Hi, I'm sorry for my ignorance, but I'm still a student. How could I find the target genes of a specific transcription factor? I also need to evaluate if the regulated target genes are the same in two different conditions. Thank you so much for your help!

To build upon Mensur's very informative answer, the ideal scenario would likely be to perform RNA-seq on both wild-type cells and cells with the TF of interest knocked out or otherwise repressed. This could be accomplished via a CRISPR-Cas9 mediated deletion of the TF's TSS/first exon or via RNA interference. The former is more full-proof than the latter, though the latter could work well (and is generally easier/quicker).

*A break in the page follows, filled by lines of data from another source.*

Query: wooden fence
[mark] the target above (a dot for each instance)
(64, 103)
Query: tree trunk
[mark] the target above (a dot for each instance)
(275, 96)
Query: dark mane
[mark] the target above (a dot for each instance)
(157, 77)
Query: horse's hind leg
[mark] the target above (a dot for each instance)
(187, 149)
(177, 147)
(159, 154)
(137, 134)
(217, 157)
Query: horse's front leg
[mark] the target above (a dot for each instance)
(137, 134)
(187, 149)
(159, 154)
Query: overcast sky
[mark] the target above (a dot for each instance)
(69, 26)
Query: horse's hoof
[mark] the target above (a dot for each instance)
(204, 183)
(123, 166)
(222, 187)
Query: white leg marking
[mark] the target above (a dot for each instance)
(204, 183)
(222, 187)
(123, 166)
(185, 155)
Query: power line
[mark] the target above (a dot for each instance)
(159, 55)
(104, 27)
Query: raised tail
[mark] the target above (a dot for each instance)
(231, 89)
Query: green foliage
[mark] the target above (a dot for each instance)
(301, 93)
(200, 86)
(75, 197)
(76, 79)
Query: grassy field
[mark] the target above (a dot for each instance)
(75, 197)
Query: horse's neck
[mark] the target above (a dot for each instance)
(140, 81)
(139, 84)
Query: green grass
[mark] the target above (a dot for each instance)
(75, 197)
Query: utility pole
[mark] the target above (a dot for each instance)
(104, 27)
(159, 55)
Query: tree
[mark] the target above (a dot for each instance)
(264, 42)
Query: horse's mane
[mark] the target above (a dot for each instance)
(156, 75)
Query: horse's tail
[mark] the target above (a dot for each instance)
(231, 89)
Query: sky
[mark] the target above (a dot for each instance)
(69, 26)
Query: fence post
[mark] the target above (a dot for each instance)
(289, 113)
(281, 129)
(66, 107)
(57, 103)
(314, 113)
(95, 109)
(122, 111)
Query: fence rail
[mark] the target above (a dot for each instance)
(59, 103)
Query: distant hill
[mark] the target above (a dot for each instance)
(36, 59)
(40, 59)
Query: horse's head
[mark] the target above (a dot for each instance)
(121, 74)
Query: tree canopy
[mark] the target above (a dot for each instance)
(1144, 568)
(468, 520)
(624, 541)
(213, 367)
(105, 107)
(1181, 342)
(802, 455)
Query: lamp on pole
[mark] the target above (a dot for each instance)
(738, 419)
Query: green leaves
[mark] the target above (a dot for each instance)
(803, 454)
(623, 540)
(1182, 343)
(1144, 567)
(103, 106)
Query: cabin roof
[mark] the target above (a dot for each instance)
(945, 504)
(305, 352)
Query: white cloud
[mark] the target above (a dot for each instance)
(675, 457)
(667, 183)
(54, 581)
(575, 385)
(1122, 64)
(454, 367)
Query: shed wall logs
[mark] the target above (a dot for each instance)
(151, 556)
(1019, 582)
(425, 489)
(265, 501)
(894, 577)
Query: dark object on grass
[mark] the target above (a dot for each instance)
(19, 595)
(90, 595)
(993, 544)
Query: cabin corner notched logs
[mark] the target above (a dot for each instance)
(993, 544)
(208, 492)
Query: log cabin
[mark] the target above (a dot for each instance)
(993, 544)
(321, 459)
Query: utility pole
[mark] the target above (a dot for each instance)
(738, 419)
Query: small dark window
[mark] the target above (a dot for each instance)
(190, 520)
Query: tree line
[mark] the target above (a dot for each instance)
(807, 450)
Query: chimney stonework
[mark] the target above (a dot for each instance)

You could then compare gene expression between the two conditions (wild-type and KO) to identify the genes whose expression is altered - these would likely be direct or indirect target genes of your TF of interest. This could be coupled with ChIP-seq in the wild-type condition to identify regulatory elements where the TF binds directly (which provides evidence of direct targeting, rather than modulating expression of another transcriptional regulator that targets said gene).

Identifying true gene targets is challenging, and incorporating as much information as possible (like chromatin interactions/architecture via Hi-C/5C) can provide additional confidence in your predictions. Biology also plays a big role - if your TF binds almost exclusively at promoters, then the entire process is a lot less challenging. Conversely, if it binds more heavily at distal regulatory elements, finding true target genes can be very difficult, particularly in gene-rich regions.

Transcription factors (TFs) typically bind regulatory DNA elements upstream of a gene (promoters), and by doing so either prevent its transcription, or recruit other proteins that will increase the transcription. There are no simple rules as to what is or isn't a valid regulatory element, though in prokaryotes they tend to be palindromic. It is important to understand that TFs don't bind with absolute specificity, meaning that they are not looking only for one sequence and ignoring everything else. Instead, TFs have strict requirements only in some parts of their recognition elements, and are less stringent about the others. This is reflected in the sequence logo below that shows a compressed representation for a collection of binding sites recognized by LacI. When you align a large number of LacI target sites, a pattern emerges showing what positions within the element are (near-)perfectly conserved, and also what is the likelihood of the four nucleotides at any position.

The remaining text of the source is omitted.